Difficult v Hard as opposed to Java v C
People seem shocked, just shocked, about Joel Spolsky's post "The Perils of JavaSchools" because Java is deemed too easy. Spolsky's being quite specific tho', insofar as the post is not a criticism of Java at all, but a concern about the content of CS curricula, where he compares C and java as teaching languages and ends up favouring C.
"Instead what I'd like to claim is that Java is not, generally, a hard enough programming language that it can be used to discriminate between great programmers and mediocre programmers."
Which makes me wonder if people read it clearly. Joel calls out two aspects that might discriminate good and bad programmers, recursion and pointers.

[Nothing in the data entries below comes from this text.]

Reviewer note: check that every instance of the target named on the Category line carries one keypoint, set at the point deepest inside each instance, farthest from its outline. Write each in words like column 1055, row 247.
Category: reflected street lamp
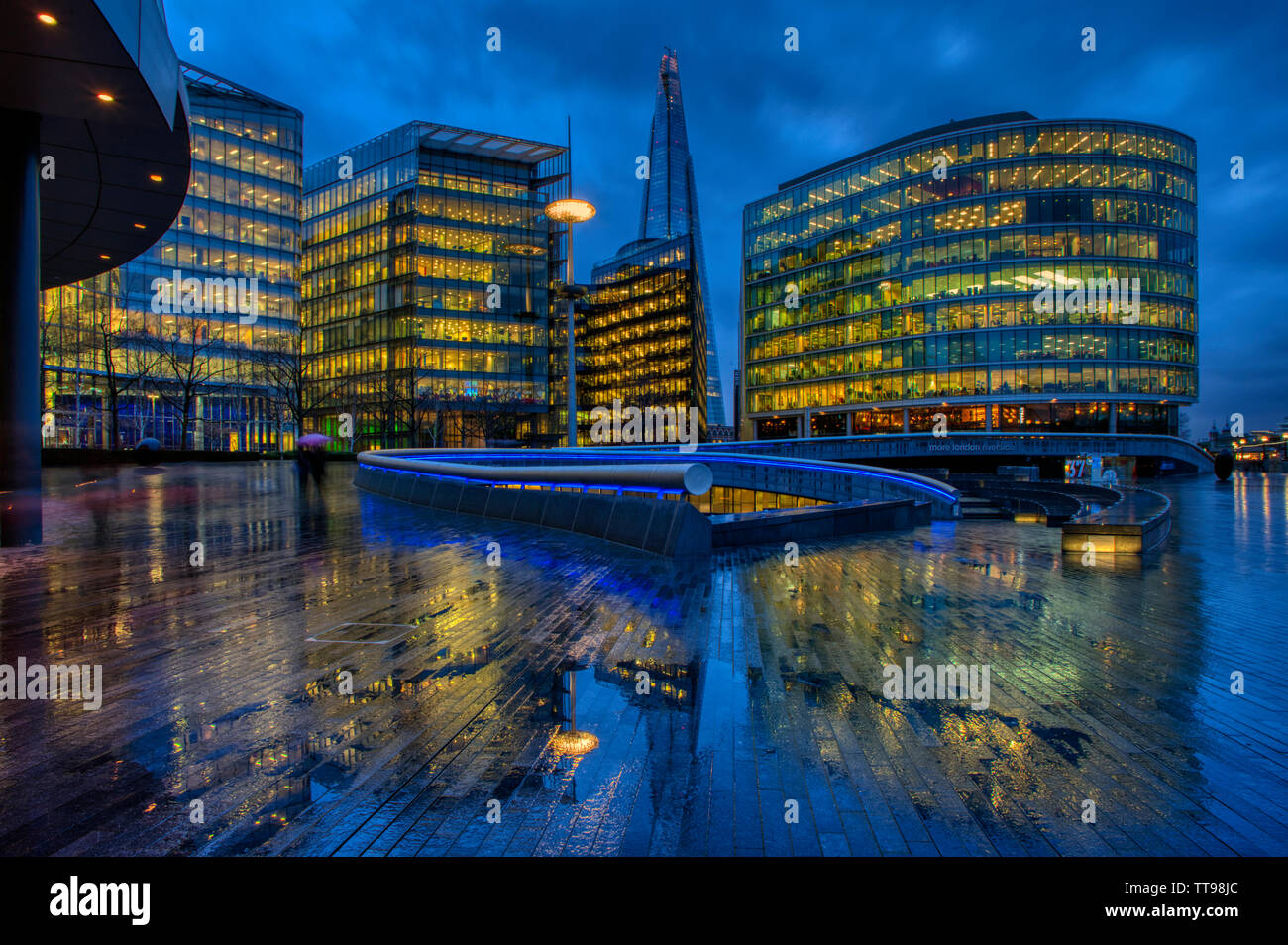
column 571, row 210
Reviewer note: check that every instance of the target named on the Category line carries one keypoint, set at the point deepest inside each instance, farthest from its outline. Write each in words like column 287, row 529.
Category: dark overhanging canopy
column 119, row 168
column 93, row 171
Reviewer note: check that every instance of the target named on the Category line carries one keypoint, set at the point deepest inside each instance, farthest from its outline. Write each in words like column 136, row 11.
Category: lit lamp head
column 570, row 210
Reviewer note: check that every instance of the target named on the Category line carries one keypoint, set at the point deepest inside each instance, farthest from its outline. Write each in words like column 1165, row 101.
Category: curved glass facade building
column 1010, row 273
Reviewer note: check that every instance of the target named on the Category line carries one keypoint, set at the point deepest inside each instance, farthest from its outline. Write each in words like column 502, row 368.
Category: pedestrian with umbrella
column 313, row 456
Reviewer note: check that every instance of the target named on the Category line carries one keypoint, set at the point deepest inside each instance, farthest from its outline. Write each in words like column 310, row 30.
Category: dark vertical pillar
column 20, row 329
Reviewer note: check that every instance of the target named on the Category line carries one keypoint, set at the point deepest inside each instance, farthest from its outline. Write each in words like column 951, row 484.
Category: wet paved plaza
column 349, row 675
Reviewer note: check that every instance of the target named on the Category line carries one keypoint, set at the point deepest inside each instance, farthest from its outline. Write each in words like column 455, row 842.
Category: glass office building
column 426, row 304
column 648, row 325
column 176, row 343
column 1010, row 273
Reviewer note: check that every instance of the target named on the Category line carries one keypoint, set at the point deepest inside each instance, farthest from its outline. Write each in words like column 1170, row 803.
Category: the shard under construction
column 648, row 327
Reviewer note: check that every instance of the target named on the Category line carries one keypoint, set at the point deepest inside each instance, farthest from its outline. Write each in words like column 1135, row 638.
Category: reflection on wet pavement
column 348, row 675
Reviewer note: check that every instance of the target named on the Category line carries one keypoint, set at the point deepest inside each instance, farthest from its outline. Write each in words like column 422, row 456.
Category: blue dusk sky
column 759, row 115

"If I may be so brash, it has been my humble experience that there are two things traditionally taught in universities as a part of a computer science curriculum which many people just never really fully comprehend: pointers and recursion." - Joel Spolsky
As I recall there's a pit of despair when you first hit pointers. My C lecturer, Dimitris, even drew the learning curve for us at the beginning of the semester - the middle third looked like a market crash. Some books can help with the concepts, but pointers are... alien. Recursion is another matter. Understanding recursion seems to come down to how it's taught and explained rather than talent.
Joel goes on to say:
"There's nothing hard enough about Java to really weed out the programmers without the part of the brain that does pointers or recursion."
So what's more more interesting here in terms of education than either language wars or the relative merits of languages in the industry is whether Joel is picking the right challenges. I wonder if pointers and recursion are the right hard stuff to be teaching programmers with - I have my doubts. Consider concurrent programming - that's hard, it involves coordinating actors as well as the usual data structures and behaviour issues. I'm fairly sure it's hard in Java*, but Java through its memory and threading model allows you to focus on concurrency with a minimum of incidental noise (such as pointers). Distributed programming is hard (and with it comes the truly hard matters of cache invalidation and naming). Organising medium to large scale software is hard. Yet, Java, the easy language by comparison it seems, gives you plenty of teaching options on these fronts. Joel has a crack at teaching OO but OO is useful for teaching one thing - state - that is, how programs can function with respect to time. The problem with OO, these days, is that if you're going to be working anywhere near a network (these days, lots of us are), it's maybe teaching you the wrong lessons about how to manage said state.
Anyway. Yes, pointers might be hard to fathom except for a tiny fraction of the general population and a small fraction of programmers, but they're arguably an irritation rather than anything fundamentally challenging.So given the educational context, perhaps such annoyances are worth forgoing so you can move students towards hard, as opposed to difficult matters. Joel mentions the SICP material for MIT, which is telling. One of the reasons SICP teaches with Scheme is because in an education setting Scheme has precious little by way of distractions, allowing students and teachers to focus on what's actually being taught. Indeed Scheme seems to be sufficiently clear that you can use it to teach classical mechanics and dynamical systems as well as programming.
* Maybe 10 years from now, someone will be complaining about Erlang not being any good for weeding out mediocre concurrent programmers the way Java was.